Research and development labs are not simple facilities.
A shoot-from-the-hip strategy’s likelihood of success is directly correlated to the size and complexity of the project. The bigger, broader, more intricate and more operationally demanding a facility is, the longer, more expensive and less successful a brute force approach is likely to be.
Systems integration considers all the variables ahead of time. It looks ahead to how workflows will move through the building, preventing costly operational delays driven by poor layouts. It more precisely anticipates the needs of the equipment that will perform the work and avoids issues like discovering on move-in day that a room doesn’t have the power supply capacity or environmental control tolerance the intended testing use cases require.
Delivering operationally ready facilities
Systems integration doesn’t start at the groundbreaking. To ensure a facility is operationally ready on time and on budget, systems integration begins at the drawing board, before any final design decisions have been made.

An “inside out” approach to systems integration begins by asking, “what do you want your facility to do?” Requirements of your process, whether that is prototype development, R&D test, or manufacturing & production, drive the facility design.
It starts by considering the desired outcomes. What will this facility need to do? In the case of R&D, especially, it’s also important to think about what will be required of the facility in the future. By its very nature, research and development will have evolving needs. Accordingly, futureproofing multi-million-dollar investments begins with identifying those needs from the start.

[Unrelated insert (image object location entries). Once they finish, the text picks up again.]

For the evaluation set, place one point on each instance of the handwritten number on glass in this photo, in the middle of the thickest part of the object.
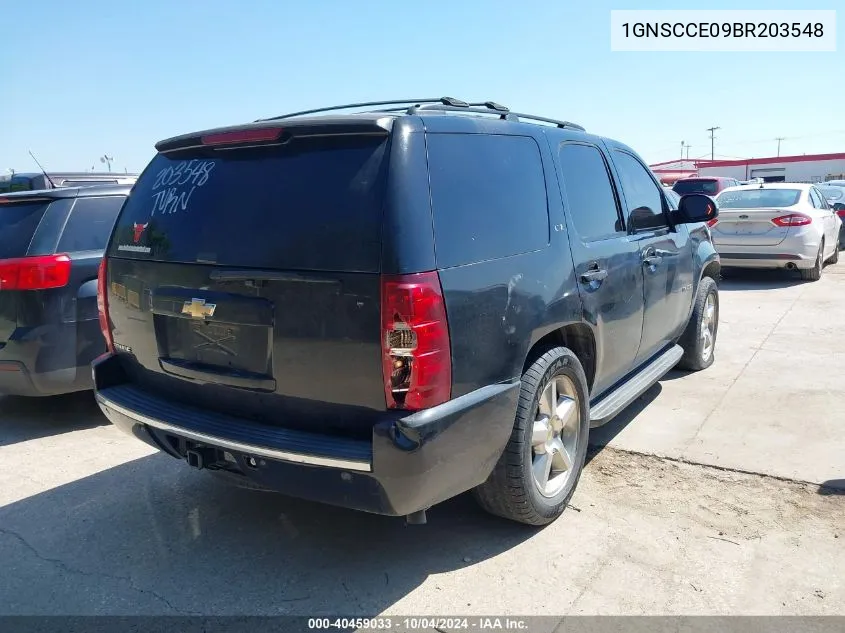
(174, 185)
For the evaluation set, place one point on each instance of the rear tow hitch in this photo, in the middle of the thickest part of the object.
(200, 457)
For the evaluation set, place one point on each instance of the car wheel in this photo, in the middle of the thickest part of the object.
(699, 339)
(835, 257)
(814, 273)
(540, 466)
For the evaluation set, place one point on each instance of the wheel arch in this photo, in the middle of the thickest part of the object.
(578, 338)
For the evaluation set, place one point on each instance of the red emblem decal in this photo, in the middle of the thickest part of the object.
(138, 229)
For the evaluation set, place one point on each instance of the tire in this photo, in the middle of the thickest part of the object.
(698, 353)
(814, 273)
(512, 491)
(834, 259)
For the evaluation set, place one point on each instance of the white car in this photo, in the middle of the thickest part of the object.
(776, 225)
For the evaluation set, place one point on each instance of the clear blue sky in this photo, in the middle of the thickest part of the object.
(82, 78)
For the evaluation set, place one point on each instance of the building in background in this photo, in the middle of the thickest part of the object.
(805, 168)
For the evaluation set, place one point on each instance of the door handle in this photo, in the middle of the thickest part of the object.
(593, 274)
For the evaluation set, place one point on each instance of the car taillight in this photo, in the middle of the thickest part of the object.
(34, 273)
(792, 219)
(238, 137)
(416, 353)
(103, 306)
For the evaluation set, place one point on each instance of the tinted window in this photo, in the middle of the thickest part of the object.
(696, 185)
(758, 198)
(488, 195)
(642, 195)
(818, 199)
(90, 224)
(21, 183)
(17, 226)
(833, 194)
(673, 199)
(314, 203)
(589, 192)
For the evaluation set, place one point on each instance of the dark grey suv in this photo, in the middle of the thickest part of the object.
(417, 300)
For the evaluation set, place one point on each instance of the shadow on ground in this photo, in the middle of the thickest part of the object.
(832, 487)
(153, 537)
(745, 279)
(23, 419)
(603, 435)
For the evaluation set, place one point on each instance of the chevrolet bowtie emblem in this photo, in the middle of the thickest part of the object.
(198, 308)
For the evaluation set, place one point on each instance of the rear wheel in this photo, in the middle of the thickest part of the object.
(835, 257)
(539, 469)
(814, 273)
(699, 339)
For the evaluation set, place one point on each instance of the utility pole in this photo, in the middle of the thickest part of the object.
(712, 139)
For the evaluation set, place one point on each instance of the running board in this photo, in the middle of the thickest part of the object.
(613, 403)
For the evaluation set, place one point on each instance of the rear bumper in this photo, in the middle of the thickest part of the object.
(42, 366)
(798, 251)
(409, 464)
(767, 260)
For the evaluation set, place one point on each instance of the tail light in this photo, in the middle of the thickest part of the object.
(416, 353)
(238, 137)
(103, 306)
(792, 219)
(35, 273)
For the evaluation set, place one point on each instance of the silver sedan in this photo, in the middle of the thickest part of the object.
(776, 225)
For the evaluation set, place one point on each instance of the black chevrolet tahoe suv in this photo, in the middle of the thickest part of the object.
(51, 246)
(382, 309)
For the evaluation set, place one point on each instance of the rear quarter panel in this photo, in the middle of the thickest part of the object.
(498, 309)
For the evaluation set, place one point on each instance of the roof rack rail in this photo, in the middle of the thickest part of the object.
(449, 101)
(502, 111)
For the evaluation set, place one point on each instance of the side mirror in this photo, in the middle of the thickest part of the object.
(696, 207)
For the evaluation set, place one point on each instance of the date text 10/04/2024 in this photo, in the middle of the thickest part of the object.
(419, 623)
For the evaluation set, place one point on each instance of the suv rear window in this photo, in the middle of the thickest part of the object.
(686, 187)
(90, 224)
(313, 204)
(18, 222)
(488, 196)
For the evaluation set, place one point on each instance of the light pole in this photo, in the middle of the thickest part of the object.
(712, 131)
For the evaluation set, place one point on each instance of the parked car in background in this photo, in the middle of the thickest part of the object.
(707, 186)
(51, 244)
(383, 325)
(38, 181)
(776, 225)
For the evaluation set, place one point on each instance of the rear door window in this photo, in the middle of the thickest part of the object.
(313, 204)
(589, 192)
(18, 222)
(643, 196)
(488, 196)
(90, 224)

Systems integration then works backward, considering every element it will take for this structure to get the job done. Research facilities are multilayered and complex. The building, the tools, and the people who work there are all parts of a machine working toward a specific outcome. Systems integration takes a holistic view of each discrete element and how it connects to the others to deliver the most efficient result.
Outlining this complex web of connections before shovels break ground is the most efficient way to bring in development projects on time and on budget. A cost-influence curve is a graphic representation of the folly of a shoot-from-the-hip strategy.

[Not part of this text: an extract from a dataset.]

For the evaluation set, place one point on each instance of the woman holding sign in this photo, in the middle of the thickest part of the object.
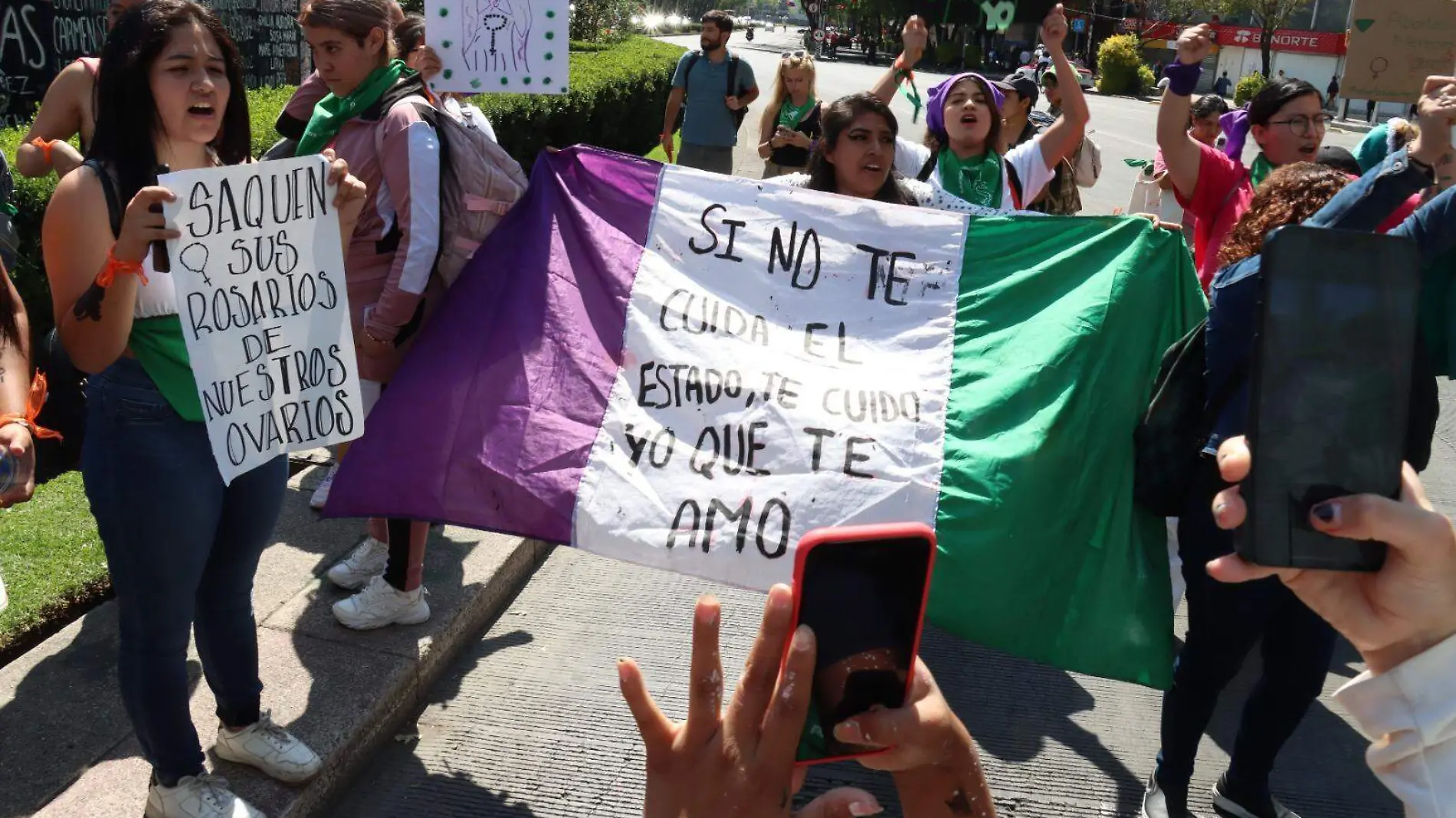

The curve shows that early in the project, when changes to layout and functionality are simply about lines on a blueprint or numbers in an equation, it’s both inexpensive and easy to influence the final project. Once construction begins, it becomes harder and more costly to change direction or make corrections. The closer a project comes to completion, the more expensive and less influential each change to the original plan becomes.

The ability to influence project costs is greatest during planning. Key decisions made early, through an integrated approach, greatly influence the success of the project. Design and construction can be sequenced, and long lead time equipment can be procured early to accelerate project completion.

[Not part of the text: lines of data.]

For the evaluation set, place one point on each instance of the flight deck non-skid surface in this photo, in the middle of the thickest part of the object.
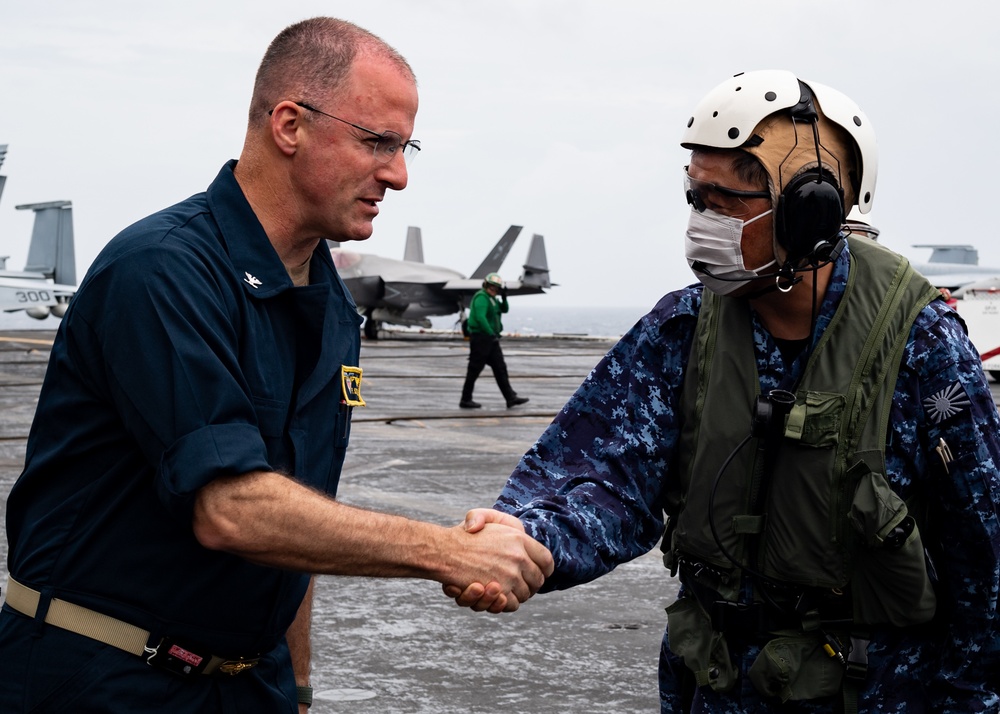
(400, 645)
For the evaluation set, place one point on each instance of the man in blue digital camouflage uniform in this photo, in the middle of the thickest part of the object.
(816, 427)
(178, 489)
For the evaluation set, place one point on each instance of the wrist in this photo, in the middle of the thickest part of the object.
(304, 695)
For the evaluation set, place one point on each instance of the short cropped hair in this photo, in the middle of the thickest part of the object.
(313, 58)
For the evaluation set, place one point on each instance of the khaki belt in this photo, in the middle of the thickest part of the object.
(104, 628)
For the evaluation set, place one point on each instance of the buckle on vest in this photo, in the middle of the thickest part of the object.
(738, 618)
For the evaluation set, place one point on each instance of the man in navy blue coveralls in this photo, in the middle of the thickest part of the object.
(595, 486)
(195, 414)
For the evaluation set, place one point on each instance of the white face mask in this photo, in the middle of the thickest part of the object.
(714, 242)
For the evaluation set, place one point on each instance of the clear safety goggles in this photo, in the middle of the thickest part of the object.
(727, 201)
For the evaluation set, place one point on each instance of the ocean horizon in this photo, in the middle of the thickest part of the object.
(557, 320)
(521, 320)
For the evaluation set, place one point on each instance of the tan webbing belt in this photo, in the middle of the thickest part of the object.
(101, 627)
(80, 620)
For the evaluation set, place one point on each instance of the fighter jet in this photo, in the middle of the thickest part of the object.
(48, 280)
(409, 291)
(956, 268)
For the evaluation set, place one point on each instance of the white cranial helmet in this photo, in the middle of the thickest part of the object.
(732, 116)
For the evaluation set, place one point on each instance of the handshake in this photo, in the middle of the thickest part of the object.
(498, 566)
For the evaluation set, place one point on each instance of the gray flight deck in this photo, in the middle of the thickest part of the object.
(400, 645)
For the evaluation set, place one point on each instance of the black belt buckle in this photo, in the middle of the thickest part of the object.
(174, 657)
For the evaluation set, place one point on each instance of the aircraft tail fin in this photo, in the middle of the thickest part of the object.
(536, 269)
(951, 253)
(3, 155)
(414, 245)
(51, 251)
(499, 253)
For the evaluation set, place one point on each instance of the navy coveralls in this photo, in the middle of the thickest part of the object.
(186, 355)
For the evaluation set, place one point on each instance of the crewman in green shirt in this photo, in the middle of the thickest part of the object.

Consider the case of an agriculture equipment supplier considering lab upgrades to allow for more efficient development of a larger product platform. They understood that their dynamometer needed to be larger and that improved environmental control would allow for more efficient year-round testing. Two potential facility locations were considered: one had some electrical and airflow constraints and the other had more space to right-size the systems. Initially, the answer seemed intuitive. But after considering the details of the required environmental conditions relative to what was currently achievable; looking in depth at the facility power, cooling water and available space; and performing a computational fluid dynamics analysis under various planned testing scenarios, the ROI and business case changed to favor the more physically constrained site.
Plan, execute, verify
Once funding for a new research facility has been released, it’s common and understandable for stakeholders to begin chomping at the bit to get started. When this occurs, the planning phase is often rushed and incomplete, despite its importance to the success of the final project.
A systems integration approach slows down the planning phase, which can be frustrating to stakeholders who want to see progress. But taking time at the beginning of the project pays off in the execution and verification stages, which typically run faster and smoother on a solid foundation achieved through thorough planning.

Ensure your integrated production facility or technical center functions at the highest level possible.
Because systems integration looks at the project from all angles, it considers the vision for the building, its ability to evolve as needs change, and the constraints of environment, equipment, and personnel. Many projects run into snags because certain stakeholders are brought in too late. Imagine waiting until a lab has been built and equipped before bringing in safety personnel and learning the equipment poses a risk in its current configuration. Or just consider the implications of constructing the building’s shell before consulting environmental engineers and learning the ductwork will need to be rerouted to accommodate a cold room.
The holistic nature of the systems integration approach gathers input from all these stakeholders while the facility exists only as a digital drawing. As the cost-influence curve shows, changing direction at this stage is easier and doesn’t result in wasted labor, wasted or missing material and ultimately higher costs.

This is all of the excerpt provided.